If you have any questions after reading through everything, please be sure to ask!

Glad you decided to join us and looking forward to seeing you around the forums.

:wave:*


----------



## StarlingWings (Mar 15, 2013)

Hi there and :welcome: to the forums!

You've been given great advice, I agree completely with the above. I'm glad your budgie is doing well with taming!

It is really great to have you here and you couldn't have come to a better place to learn even more about budgies!

Be sure to read through the forum's many Budgie Articles and "stickies" (threads "stuck" to the top of each subform for easy reference) to ensure you're up to date on all the best practices for budgie care! 

If you have any questions after reading through everything, be sure to ask as we'd love to help 

We look forward to seeing you and your budgie around the forums! :yo:

Cheers! :wave:


----------



## Farhan (Jul 21, 2017)

Hunterkat said:


> You can definitely use the toy as the reward! Some birds just aren't highly food motivated. Just make sure you limit access to his toy otherwise


Thank you very much for the advice!
I continued the toy reward method and the progress I made was remarkable! Just one day and now he basically runs to the roof of the cage and jumps a distance of 10 inches to my hand! I then immediately reward him with the toy and give lots of praises.

I even used the spray millet in conjunction with the toy and sometimes give him the millet as a reward which he also seems to like now! I'm very hopeful for the future!


----------



## ColdWinterDream (Mar 31, 2017)

Wooh! Go (bird's name here)! It's always great when you see something working like that. 

Btw, please post a picture and name of your little one. I'm sure I'm not the only one dying to know. ?


----------



## Farhan (Jul 21, 2017)

ColdWinterDream said:


> Wooh! Go (bird's name here)! It's always great when you see something working like that.
> 
> Btw, please post a picture and name of your little one. I'm sure I'm not the only one dying to know. ?

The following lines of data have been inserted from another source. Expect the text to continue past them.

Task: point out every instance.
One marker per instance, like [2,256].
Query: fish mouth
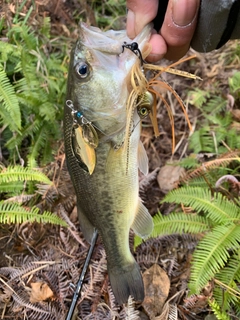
[107,56]
[111,41]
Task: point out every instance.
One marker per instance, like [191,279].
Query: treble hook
[135,49]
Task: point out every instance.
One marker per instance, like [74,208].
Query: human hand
[174,38]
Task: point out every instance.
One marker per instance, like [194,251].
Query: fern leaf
[218,208]
[217,311]
[11,187]
[14,213]
[212,253]
[179,223]
[17,173]
[9,102]
[226,291]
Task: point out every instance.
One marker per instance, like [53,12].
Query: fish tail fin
[125,282]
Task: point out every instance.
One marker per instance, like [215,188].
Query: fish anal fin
[142,224]
[142,159]
[126,282]
[86,227]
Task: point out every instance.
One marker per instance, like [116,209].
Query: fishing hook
[79,284]
[135,49]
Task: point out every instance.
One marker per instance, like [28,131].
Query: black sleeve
[218,21]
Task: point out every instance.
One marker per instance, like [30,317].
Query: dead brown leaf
[168,177]
[157,285]
[40,292]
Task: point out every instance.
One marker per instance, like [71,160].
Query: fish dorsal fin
[142,224]
[142,159]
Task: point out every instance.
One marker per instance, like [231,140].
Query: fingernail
[184,11]
[131,24]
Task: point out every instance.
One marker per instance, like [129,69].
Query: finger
[159,48]
[140,13]
[178,26]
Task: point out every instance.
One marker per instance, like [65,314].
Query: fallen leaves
[157,285]
[40,292]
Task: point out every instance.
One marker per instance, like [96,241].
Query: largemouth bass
[103,170]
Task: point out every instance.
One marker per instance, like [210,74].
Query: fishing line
[79,284]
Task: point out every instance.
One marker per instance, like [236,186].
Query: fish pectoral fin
[142,159]
[143,223]
[86,227]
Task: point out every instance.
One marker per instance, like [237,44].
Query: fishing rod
[79,284]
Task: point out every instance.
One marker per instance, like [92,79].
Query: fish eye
[143,112]
[82,69]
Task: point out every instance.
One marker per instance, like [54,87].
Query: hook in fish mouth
[135,49]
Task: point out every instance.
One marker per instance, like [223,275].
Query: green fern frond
[202,140]
[46,27]
[198,97]
[17,173]
[9,101]
[226,291]
[14,213]
[212,254]
[179,223]
[218,208]
[217,311]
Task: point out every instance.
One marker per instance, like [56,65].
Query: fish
[104,171]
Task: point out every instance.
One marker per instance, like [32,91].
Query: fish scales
[107,199]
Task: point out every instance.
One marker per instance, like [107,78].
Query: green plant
[216,129]
[217,253]
[32,90]
[15,180]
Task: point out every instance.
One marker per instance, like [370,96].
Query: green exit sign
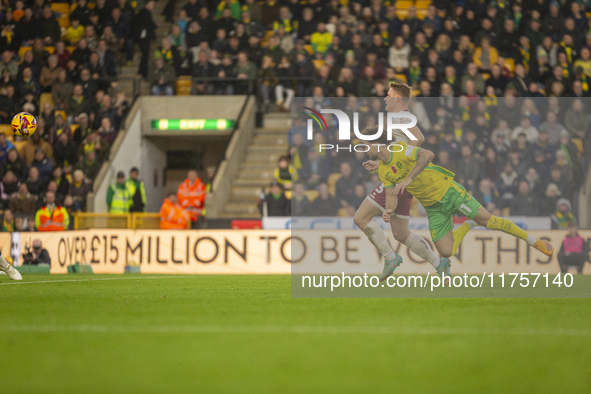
[193,124]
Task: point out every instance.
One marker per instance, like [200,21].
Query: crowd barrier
[136,220]
[269,252]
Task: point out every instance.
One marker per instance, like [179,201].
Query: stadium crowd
[59,62]
[480,71]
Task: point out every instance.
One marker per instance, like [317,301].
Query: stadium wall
[270,252]
[233,158]
[585,202]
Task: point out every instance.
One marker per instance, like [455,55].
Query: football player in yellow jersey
[406,167]
[397,100]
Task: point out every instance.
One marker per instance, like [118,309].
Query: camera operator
[38,255]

I've added an attachment. This was him the first day I got him home. He looks scared, well, because it was his first day and second he is afraid of my phone so i never really did take a good photo of him. Btw, he's in the travel cage in this photo.
I'll try to take a better photo some day now.

Also, we've made amazing progress this week. Today, he let me scratch his head/neck!! It felt so great when his head feathers fluffed up the moment i touched him. And on top of that he actually took a nap when he was perched on my finger today. Couldn't this day get any better 

He's still nervous to get on my shoulder and now pretty much comes to my hand even without a treat or toy in sight.

PS: Thank you all for replying! I've been busy this week with exams so couldn't reply straight away.


----------



## StarlingWings (Mar 15, 2013)

He's such a pretty boy! What's his name? 

I'm glad things are going well  As he grows older, he may not like petting any more; most budgies don't once they are past the baby stage


----------



## Farhan (Jul 21, 2017)

StarlingWings said:


> He's such a pretty boy! What's his name?
> 
> I'm glad things are going well  As he grows older, he may not like petting any more; most budgies don't once they are past the baby stage


Oh yea his name is 'Blue'.
I couldn't think of a better name so just based on his color went with this name!
Things are going well so far. He isn't afraid of my hand and comes to it without fear. Currently in the process of shoulder training!
Wish me luck!


----------